Speaking to the Forecasters Club in New York, the San Francisco Federal Reserve Bank President Janet L. Yellen said Wednesday that the Federal Reserve must continue to boldly use all available tools to fight a deepening recession, and warned that in terms of unemployment, the “worst of the contraction is not expected to occur until next year.” In addition, the San Francisco bank president, who is a voting member of the U.S. central bank’s policy-setting Federal Open Market Committee in 2009, stressed that “for some time to come, disinflation, and even deflation, will represent greater risks than inflation,” and predicted a sluggish economy for several more years. Here are some excerpts from Yellen’s speech.

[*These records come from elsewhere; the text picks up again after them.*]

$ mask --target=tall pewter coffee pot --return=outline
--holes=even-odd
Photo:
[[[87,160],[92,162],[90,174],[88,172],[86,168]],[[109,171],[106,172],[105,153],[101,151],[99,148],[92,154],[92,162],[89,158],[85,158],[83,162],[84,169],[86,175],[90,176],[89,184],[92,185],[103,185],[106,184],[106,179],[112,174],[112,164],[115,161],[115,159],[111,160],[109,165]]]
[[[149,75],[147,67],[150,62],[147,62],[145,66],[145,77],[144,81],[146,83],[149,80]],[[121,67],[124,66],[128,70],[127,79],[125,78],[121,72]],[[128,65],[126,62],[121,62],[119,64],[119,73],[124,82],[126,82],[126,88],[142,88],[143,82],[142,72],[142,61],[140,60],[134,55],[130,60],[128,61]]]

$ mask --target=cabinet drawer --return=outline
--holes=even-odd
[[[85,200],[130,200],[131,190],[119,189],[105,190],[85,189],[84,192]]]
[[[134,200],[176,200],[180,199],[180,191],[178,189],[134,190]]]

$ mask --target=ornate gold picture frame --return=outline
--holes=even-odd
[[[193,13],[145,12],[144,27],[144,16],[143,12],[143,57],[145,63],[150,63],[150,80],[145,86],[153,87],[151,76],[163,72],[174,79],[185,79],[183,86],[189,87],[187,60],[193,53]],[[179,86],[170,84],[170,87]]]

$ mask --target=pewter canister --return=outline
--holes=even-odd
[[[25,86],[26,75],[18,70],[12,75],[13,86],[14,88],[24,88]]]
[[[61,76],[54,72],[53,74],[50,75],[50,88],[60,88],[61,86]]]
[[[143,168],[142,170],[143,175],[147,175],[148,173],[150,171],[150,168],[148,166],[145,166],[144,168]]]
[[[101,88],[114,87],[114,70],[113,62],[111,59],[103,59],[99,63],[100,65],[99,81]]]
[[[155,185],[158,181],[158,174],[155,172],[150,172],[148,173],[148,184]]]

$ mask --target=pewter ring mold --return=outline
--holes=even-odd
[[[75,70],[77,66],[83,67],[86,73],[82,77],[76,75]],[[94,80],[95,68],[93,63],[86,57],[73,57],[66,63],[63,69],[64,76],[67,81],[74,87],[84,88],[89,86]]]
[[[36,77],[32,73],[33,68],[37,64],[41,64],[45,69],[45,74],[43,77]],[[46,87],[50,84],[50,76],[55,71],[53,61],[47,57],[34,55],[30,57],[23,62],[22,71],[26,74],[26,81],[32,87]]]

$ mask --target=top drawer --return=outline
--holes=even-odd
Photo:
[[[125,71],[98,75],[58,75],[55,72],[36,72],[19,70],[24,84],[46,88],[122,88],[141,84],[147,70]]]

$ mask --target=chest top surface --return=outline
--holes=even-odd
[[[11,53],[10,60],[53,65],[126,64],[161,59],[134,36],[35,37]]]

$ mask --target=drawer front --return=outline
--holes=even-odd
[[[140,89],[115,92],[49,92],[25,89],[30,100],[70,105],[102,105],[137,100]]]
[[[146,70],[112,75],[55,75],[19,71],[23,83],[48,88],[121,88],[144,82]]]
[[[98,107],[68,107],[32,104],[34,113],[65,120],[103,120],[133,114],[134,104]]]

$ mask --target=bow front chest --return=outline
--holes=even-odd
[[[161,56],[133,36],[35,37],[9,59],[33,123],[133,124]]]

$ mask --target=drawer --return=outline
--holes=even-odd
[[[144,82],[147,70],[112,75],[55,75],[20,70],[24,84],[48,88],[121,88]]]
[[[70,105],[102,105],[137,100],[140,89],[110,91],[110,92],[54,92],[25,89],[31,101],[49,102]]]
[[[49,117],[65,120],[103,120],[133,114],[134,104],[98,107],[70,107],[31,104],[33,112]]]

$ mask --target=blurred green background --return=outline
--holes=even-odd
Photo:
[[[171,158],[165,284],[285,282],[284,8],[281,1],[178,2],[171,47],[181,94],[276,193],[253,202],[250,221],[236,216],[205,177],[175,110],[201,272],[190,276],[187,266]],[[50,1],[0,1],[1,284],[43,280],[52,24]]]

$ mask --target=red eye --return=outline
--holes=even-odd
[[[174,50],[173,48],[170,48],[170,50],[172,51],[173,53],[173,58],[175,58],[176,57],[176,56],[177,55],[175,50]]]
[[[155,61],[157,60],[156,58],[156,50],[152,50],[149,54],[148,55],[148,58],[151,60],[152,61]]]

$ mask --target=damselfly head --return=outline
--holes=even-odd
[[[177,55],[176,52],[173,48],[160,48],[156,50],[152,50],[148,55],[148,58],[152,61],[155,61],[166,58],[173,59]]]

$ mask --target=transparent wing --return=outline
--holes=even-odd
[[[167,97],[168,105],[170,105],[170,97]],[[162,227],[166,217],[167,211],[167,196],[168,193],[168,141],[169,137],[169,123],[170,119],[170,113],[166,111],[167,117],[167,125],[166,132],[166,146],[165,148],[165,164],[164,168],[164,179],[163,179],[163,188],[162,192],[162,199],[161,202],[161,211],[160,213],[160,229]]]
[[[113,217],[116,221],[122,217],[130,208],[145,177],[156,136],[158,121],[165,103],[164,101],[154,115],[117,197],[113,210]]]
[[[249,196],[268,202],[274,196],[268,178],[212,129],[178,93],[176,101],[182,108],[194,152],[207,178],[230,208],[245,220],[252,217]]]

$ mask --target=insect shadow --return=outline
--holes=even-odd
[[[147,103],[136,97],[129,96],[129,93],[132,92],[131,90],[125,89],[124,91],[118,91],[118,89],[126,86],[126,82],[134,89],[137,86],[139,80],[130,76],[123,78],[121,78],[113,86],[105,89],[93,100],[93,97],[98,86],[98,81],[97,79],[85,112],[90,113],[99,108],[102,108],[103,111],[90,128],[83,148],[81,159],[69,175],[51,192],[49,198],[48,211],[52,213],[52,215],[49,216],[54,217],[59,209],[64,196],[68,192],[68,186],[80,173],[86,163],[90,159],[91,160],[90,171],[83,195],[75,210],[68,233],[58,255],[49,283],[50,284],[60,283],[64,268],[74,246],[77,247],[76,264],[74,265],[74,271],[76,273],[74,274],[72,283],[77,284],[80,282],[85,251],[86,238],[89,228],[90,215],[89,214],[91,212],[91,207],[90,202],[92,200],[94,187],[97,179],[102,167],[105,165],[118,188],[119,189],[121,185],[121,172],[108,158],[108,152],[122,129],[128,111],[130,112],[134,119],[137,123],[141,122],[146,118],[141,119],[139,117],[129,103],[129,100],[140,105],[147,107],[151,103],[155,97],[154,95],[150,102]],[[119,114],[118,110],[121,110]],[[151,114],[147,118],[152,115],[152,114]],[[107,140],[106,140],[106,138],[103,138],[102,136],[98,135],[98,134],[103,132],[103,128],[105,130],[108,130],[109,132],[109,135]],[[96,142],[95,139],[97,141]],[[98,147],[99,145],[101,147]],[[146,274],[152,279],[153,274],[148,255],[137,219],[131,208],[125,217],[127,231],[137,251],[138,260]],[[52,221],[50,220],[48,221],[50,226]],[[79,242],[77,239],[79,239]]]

After recognizing the fact that predicting the course of the economy has for sometimes now become an hazardous occupation, Fed Yellen said that her confidence in the expressed optimism of most professional forecasters – in terms of the economy beginning to grow again within the next several quarters – “is greatly diminished by the nearly unprecedented set of circumstances we face, circumstances that severely challenge our ability to use historical economic relationships to anticipate future developments.”
“While there are good reasons to think the economy could begin to recover fairly soon, I’m far from confident,” she said, “and thus don’t want to press the case too strongly.” Indeed, in all humility, most of us have failed to anticipate the depth of this downturn and have had to mark down our forecasts repeatedly.
Yellen said an array of effective fiscal and monetary policy programs put in place by the government and the Federal Reserve are “the best hope for recovery.”
“We face an extraordinarily uncertain future, and our main hope for economic recovery lies in the sorts of innovative and aggressive economic policy responses that are being carried out by Federal Reserve and federal government policymakers.”
Yellen said she supports the Fed ‘s current broad approach of targeting a range of credit markets through a variety of programs and said the various Fed and Treasury roles, necessitated by today’s extreme circumstances, offer the prospect of “more normal” financial market functioning over the course of this year.
On the subject of deflation, Yellen cautioned that “With economic activity weakening, economic slack is likely to be substantial for several more years. We need to be sure that we avoid the kind of deflation that Japan experienced during its lost decade. While I don’t think such an outcome is likely, it should be on our list of concerns.”
Yellen said core inflation could remain below 1% for the next several years.
On the unemployment front: “The level of the unemployment rate would still rise throughout 2009 and into 2010,” she said. “So, in this sense, the worst of the recession is not expected to occur until next year. And, even by the end of 2011, I would expect the unemployment rate to be above its full-employment level. So I wouldn’t call this a particularly rosy scenario.”
In terms of the housing crisis, Yellen hesitated to call a bottom in the crash, saying that there is not yet any clear sign that the contraction in home building is near its end.
“The recent news that housing starts and permits had jumped in February provides a ray of hope, but it’s too soon to know if this is noise or a signal that the contraction will soon end. The ongoing decline in house prices poses significant downside risk to future consumer spending and the health of the financial system,” she added.
With regard to an exit strategy from the current unconventional policies, Yellen said a possibility is for Congress to give the Fed the authority to issue interest-bearing debt in addition to currency and bank reserves. “Issuing such debt would reduce the volume of reserves in the financial system and push up the funds rate without shrinking the total size of our balance sheet,” she said.
In concluding her speech Fed Yellen pointed out again the fact that we will continue to face serious challenges as we try to right the economy, and “the resumption of growth that we expect by the end of 2009 is far from assured.”